For scientists – a bomb! And what does this technology mean for ordinary people?
We can test the action of bacteria, viruses, and even the most microscopic particles, e.g. those found in the air, on it, check whether they affect the human lungs, whether they cross the air-blood barrier and penetrate the bloodstream. In this way, we can test the effects of each drug without experimenting on animals.
Neither on people. Can your experiment help, for example, a patient with lung cancer to choose the so-called? targeted chemistry? Today, it is often proven by trial and error.

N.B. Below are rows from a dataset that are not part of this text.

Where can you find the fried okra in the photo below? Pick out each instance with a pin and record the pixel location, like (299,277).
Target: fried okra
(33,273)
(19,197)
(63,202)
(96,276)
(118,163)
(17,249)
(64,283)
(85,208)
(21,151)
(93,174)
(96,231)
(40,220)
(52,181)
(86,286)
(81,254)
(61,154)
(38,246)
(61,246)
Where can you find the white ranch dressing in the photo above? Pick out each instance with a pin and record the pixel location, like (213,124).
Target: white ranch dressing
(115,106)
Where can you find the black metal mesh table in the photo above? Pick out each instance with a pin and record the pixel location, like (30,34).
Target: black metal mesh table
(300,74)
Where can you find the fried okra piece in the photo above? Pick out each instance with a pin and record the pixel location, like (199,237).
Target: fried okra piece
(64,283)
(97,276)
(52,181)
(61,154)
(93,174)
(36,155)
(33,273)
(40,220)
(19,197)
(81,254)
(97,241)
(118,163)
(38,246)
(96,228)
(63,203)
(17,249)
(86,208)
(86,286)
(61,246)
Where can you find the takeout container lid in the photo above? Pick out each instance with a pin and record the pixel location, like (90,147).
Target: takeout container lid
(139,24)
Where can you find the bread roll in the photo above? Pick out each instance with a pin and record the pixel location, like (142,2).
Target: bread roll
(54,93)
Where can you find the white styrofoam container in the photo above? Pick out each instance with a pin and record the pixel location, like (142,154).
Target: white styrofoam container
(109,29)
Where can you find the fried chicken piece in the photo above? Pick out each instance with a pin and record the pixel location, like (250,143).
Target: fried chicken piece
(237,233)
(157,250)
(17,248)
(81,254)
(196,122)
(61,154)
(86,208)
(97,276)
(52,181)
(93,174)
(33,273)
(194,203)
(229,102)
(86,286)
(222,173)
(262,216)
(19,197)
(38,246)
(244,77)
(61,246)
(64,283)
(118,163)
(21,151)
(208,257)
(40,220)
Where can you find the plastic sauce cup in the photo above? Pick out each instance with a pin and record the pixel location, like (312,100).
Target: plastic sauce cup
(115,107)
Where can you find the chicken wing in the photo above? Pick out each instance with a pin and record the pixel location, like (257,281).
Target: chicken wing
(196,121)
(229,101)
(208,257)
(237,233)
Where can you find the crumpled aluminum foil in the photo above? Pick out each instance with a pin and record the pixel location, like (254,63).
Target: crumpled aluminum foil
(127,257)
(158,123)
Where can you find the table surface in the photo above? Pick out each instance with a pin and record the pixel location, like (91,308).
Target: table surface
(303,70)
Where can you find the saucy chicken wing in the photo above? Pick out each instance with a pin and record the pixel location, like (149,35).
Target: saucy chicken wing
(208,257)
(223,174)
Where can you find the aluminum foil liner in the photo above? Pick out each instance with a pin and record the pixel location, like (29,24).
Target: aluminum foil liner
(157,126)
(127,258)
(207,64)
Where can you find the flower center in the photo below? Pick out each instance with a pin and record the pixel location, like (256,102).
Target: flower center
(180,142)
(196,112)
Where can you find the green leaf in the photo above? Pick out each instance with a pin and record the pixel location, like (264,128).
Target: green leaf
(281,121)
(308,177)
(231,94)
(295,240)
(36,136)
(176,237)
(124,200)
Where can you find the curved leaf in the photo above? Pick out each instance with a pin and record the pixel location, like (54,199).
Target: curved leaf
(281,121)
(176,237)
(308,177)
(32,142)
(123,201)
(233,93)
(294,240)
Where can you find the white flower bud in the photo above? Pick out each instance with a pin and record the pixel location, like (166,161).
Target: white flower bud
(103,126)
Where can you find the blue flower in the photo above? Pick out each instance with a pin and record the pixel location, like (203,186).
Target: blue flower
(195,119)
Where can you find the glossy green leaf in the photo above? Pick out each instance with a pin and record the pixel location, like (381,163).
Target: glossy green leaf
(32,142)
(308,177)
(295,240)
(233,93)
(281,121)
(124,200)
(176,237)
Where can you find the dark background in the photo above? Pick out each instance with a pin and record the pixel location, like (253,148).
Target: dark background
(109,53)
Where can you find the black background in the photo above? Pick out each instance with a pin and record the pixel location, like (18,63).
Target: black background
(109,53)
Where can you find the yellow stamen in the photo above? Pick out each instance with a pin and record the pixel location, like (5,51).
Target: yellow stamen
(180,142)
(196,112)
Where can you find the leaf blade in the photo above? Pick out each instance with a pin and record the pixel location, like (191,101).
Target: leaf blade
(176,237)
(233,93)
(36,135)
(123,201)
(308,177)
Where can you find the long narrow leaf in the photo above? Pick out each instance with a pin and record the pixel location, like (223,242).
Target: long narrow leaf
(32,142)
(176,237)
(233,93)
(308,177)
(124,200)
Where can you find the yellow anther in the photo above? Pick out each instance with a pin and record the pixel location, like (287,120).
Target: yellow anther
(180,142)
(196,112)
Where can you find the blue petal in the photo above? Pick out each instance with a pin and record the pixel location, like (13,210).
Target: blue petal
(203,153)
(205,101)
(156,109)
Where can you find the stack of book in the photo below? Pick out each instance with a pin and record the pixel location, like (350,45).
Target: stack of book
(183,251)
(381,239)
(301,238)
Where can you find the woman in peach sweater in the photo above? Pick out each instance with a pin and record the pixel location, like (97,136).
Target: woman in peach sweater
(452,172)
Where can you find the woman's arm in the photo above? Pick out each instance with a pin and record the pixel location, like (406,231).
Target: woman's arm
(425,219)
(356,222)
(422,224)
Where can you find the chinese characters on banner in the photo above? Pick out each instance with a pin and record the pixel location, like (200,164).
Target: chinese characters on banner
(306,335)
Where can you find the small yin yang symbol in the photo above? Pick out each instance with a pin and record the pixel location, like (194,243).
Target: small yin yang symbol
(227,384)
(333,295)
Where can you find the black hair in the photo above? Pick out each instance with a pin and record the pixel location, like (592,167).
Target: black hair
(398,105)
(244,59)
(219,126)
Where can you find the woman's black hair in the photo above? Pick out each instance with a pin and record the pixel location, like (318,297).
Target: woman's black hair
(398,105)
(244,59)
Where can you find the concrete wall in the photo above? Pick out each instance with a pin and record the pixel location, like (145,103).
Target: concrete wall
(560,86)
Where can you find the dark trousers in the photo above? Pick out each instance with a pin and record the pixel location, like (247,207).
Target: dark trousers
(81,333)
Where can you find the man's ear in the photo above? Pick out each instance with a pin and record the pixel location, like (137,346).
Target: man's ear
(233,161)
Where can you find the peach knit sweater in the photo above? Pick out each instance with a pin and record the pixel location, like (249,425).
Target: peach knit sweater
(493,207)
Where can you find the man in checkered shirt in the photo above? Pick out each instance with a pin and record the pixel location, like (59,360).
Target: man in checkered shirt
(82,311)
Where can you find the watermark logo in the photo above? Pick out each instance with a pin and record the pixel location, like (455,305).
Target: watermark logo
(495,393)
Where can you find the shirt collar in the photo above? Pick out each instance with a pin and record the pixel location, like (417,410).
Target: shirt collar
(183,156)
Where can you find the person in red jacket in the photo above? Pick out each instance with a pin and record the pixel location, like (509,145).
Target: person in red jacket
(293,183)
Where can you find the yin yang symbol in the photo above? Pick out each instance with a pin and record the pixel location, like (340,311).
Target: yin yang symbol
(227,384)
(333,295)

Yes. For example, we can take cells from a sick person and grow them on a chip, creating an artificial microorganism that will react in the same way as the patient’s alveoli. And then test it to see how the drug would work for that particular person. It is indeed the future of the so-called personalized therapies, especially for patients with lung cancer, or even cystic fibrosis, which affects the alveoli. However, the truth is that the future is in the treatment of many other diseases, and the possibilities are virtually endless.
Are you already looking for investors? Today, when you presented your chip at the “Investing in Medical Innovations” congress in Katowice, there were any people willing to finance its production?
I want to interest Polish science with my chip, and to promote this technology as widely as possible. Find universities as well as biotech companies interest in large-scale production. Because I was able to prove that we can do the same things as the scientists at Harvard, but cheaply. Harvard technology is very young, in Europe it is only just beginning to be used in the Netherlands and Switzerland. It has not been known in Poland so far. Only one material is needed to manufacture my device – a polymer, so Poland may become a pioneer in growing artificial organs identical to humans and in developing drugs for patients all over the world.
What else could the future of your technology be like? Growing any organ, even a human brain ?!
In America, it has already been possible to grow an intestine on a chip, work is underway on the vein and the heart. The brain will be the hardest. I think the most important thing is to understand the potential of organs-on-chips. It is a great tool at your fingertips that will give you test results identical to those achieved in human tests. Completely safe and relatively cheap to produce technology, in my opinion, it should start to be widely used and improved by Poles. And this is my greatest goal – to present and convince Poland to use organs-on-chips.